Со временем, когда Сахаров почувствовал себя достаточно уверенным с ним, он решил попросить епископа о тайной услуге для него и для Натальи. "Как Вы думаете, — спросил он, — можно было бы крестить Екатерину? Я имею в виду, чтобы никто не знал".
Отечески обняв его, Казновецкий ответил: "Конечно же, сын мой, конечно".
На дне шкатулки с запонками лежал у Сахарова маленький золотой крестик, подаренный ему дедушкой в день его крестин. Взяв его с собой, Сахаров обошел всю Александрию в поисках такого же крестика для Екатерины. В ночь крестин епископ постарался, чтобы его гостиная была как можно больше похожа на святилище, даже поставил там алтарь. Сам он появился, облаченный в великолепные одежды русской церкви, с митрой, неся в руках епископский посох. Торжественная обстановка и органная музыка, воспроизводимая епископским стереопроигрывателем, заставили Сахарова на минуту подумать, что он находится в церкви. После крещения жена Казно-вецкого подала парадный обильный ужин в старой русской манере, чтобы отпраздновать событие.
Прощаясь, епископ прошептал: "Не волнуйся, Володя, никто не узнает". Оба понимали, что КГБ сочтет крестины пятном на репутации Сахарова. На тот интерес к религии, который крестины являли собой, могли посмотреть сквозь пальцы, приписав его безобидному заблуждению или юношескому капризу, однако это событие было бы отмечено в его деле, и возникни бы обстоятельства, при которых Сахарова начнут подозревать в чем-нибудь, этот факт будет иметь вес.

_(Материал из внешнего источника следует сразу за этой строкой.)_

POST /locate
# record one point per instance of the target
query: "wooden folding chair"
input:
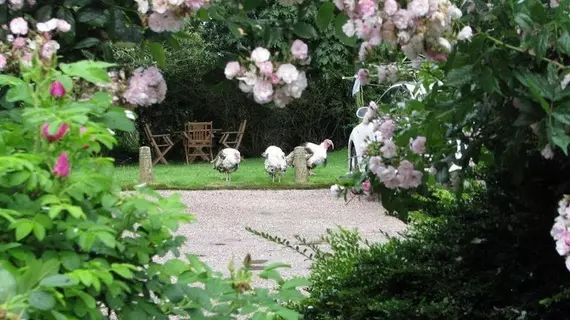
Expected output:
(161, 147)
(198, 141)
(232, 139)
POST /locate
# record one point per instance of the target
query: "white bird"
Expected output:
(227, 161)
(275, 163)
(316, 154)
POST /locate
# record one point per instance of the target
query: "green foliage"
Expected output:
(489, 256)
(74, 246)
(197, 90)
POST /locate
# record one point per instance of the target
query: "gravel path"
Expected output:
(218, 234)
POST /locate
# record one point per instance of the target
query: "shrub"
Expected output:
(73, 246)
(488, 256)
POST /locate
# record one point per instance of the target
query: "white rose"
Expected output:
(260, 54)
(465, 34)
(262, 91)
(232, 69)
(288, 73)
(454, 13)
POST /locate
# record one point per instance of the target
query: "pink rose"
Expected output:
(419, 145)
(366, 186)
(232, 69)
(57, 90)
(58, 135)
(266, 68)
(62, 167)
(299, 50)
(19, 26)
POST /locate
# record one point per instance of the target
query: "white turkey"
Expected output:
(316, 154)
(227, 161)
(275, 163)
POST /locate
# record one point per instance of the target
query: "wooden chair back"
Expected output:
(199, 136)
(161, 143)
(199, 133)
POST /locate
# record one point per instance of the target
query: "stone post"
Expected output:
(145, 165)
(300, 162)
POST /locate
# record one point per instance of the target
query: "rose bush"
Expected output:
(75, 246)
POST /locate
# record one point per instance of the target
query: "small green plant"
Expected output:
(73, 246)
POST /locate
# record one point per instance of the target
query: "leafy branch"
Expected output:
(317, 252)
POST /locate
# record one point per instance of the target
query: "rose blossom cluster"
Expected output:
(271, 81)
(382, 155)
(423, 27)
(168, 15)
(561, 229)
(146, 87)
(18, 4)
(23, 41)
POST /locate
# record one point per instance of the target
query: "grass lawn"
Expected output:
(251, 175)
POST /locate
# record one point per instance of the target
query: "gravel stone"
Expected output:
(219, 234)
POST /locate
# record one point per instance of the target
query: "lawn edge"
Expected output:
(158, 186)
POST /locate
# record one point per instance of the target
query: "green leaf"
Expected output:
(93, 16)
(7, 285)
(296, 282)
(249, 5)
(562, 113)
(524, 21)
(175, 293)
(107, 238)
(23, 229)
(41, 300)
(234, 29)
(459, 76)
(122, 270)
(339, 22)
(54, 211)
(175, 267)
(57, 280)
(108, 201)
(75, 211)
(58, 316)
(543, 43)
(39, 231)
(20, 92)
(214, 13)
(564, 43)
(70, 260)
(85, 277)
(43, 14)
(288, 314)
(558, 135)
(488, 82)
(116, 119)
(10, 80)
(277, 265)
(272, 275)
(66, 81)
(157, 52)
(92, 71)
(203, 14)
(305, 30)
(87, 43)
(325, 15)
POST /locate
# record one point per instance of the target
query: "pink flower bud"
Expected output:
(62, 168)
(275, 78)
(57, 90)
(366, 186)
(418, 145)
(58, 135)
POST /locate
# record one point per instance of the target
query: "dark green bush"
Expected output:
(487, 257)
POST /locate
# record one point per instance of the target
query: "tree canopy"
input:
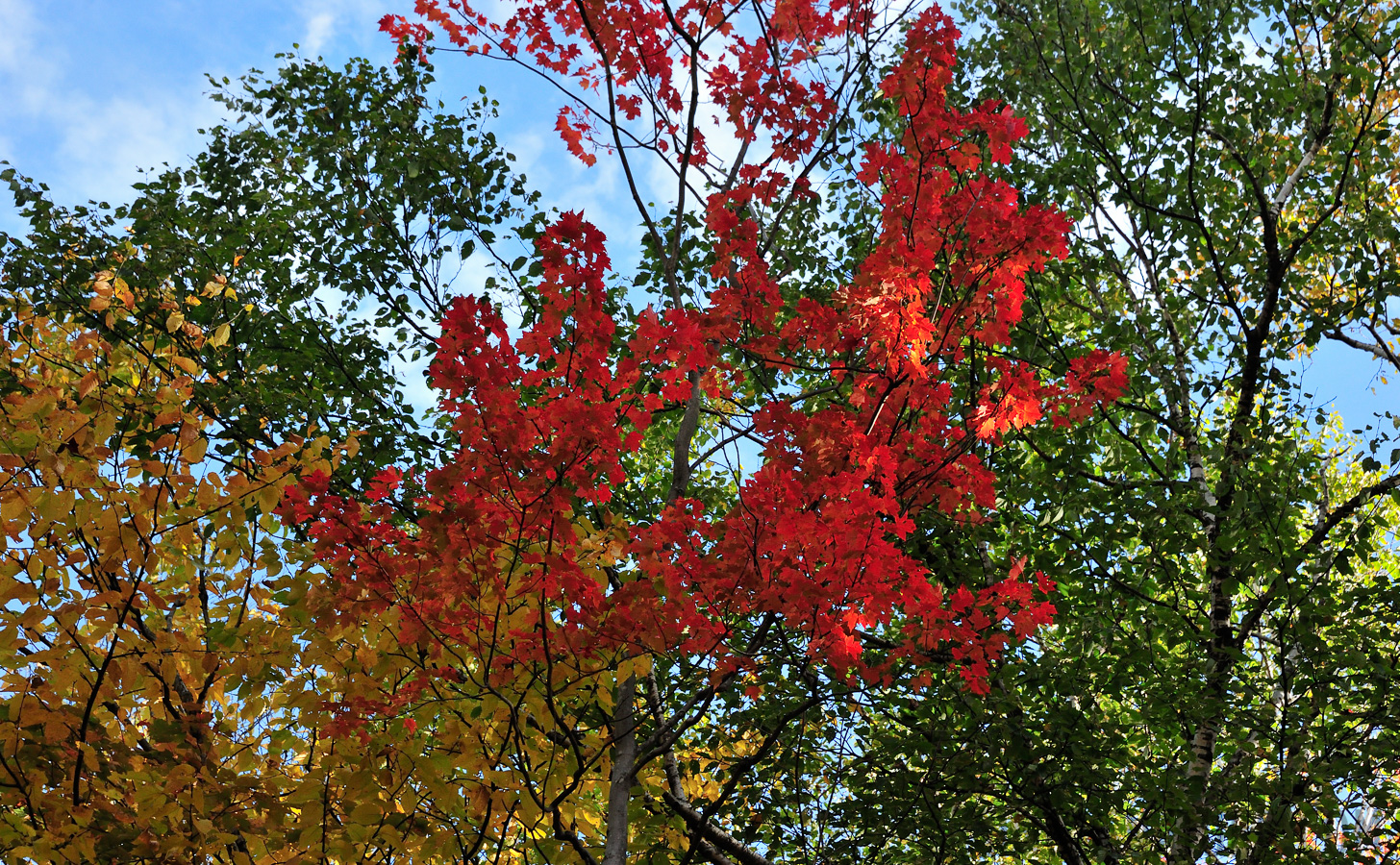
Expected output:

Екатерина заснула после праздничной трапезы, сжимая в ручке маленький крестик. Она была ангельски красивым ребенком, с золотыми волосами своей матери. Уложив ее в кроватку, Сахаров и Наталья порывисто бросились друг другу в объятья и заснули в ту ночь вместе, впервые за много месяцев.
Прошло полгода, и епископ обратился к Сахарову с личной просьбой. Машина иностранной марки, которая была у него в Москве, давно вышла из строя, поскольку требовались запасные части, достать которые в Советском Союзе было невозможно. Епископу удалось купить в Египте все нужные запчасти и еще некоторые другие детали, но поскольку импортировать их строго запрещалось, у него не было никакого пути переправить их в Москву. Он поинтересовался, сможет ли Сахаров, отправляясь в очередной отпуск домой, использовать свой дипломатический паспорт и взять запчасти с собой. Сахаров колебался, понимая как опасно возить контрабандным путем такие вещи. "Конечно, я не хочу доставлять Вам неприятности. Мне просто пришло в голову, что такой умный молодой человек как Вы будет знать, что делать", — сказал он. Потом добавил: "Между прочим, как поживает ваша прекрасная маленькая Екатерина? Каждый раз, когда я думаю о ней, я испытываю спокойствие от того, что она получила благословение нашего Бога".
Это был настоящий шантаж. Несмотря на все страхи Натальи, Сахаров отправил морем ящик с запчастями вместе с их багажом, когда они поехали в очередной отпуск в августе 1969 года. Таможенный чиновник, увидев его дипломатический паспорт, помахал им рукой, не проверив ничего из багажа.
Находясь в Египте, Сахаров два-три раза в неделю ездил в Каир либо по поручению Сбирунова, либо по делам консульства. Окончив дела в посольстве, он обычно оставался на ночь у друзей. Чаще всего он беседовал с сотрудниками КГБ Геннадием Еникеевым и Валентином Поляковым; с заведующим реферативным отделом МИДа Иваном Игнатченко и блестящим советским арабистом Сергеем Аракеляном, которого Насер боготворил и использовал как своего личного переводчика. Во время этих встреч Сахаров узнавал о том, что действительно происходило за всей этой официальной напыщенностью и позерством, столь свойственным ближневосточным событиям. Его друзья рассказывали, что советские пилоты, летающие на МИГах с египетскими опознавательными знаками, погибали в воздушных боях. Однажды, во время пребывания в Каире, он видел, как туда привезли тела двух русских летчиков, сбитых израильскими "Фантомами", и как их жены плакали над их гробами. Аракелян рассказал ему также о тайных поездках Насера в Москву и о его переговорах в Кремле.
Однако больше всего он узнавал от Сбирунова, своего начальника по КГБ, соседа и партнера по выпивкам в Александрии. Обычно резидент был мало разговорчив, но иногда он поддавался порыву, желая произвести впечатление на людей своей осведомленностью о некоторых секретах. Однажды поздно вечером, весной 1969 года, попивая шотландское виски, Сахаров выразил удивление по поводу того, что КГБ не раскрыл израильских приготовлений к молниеносной атаке в июне 1967 года.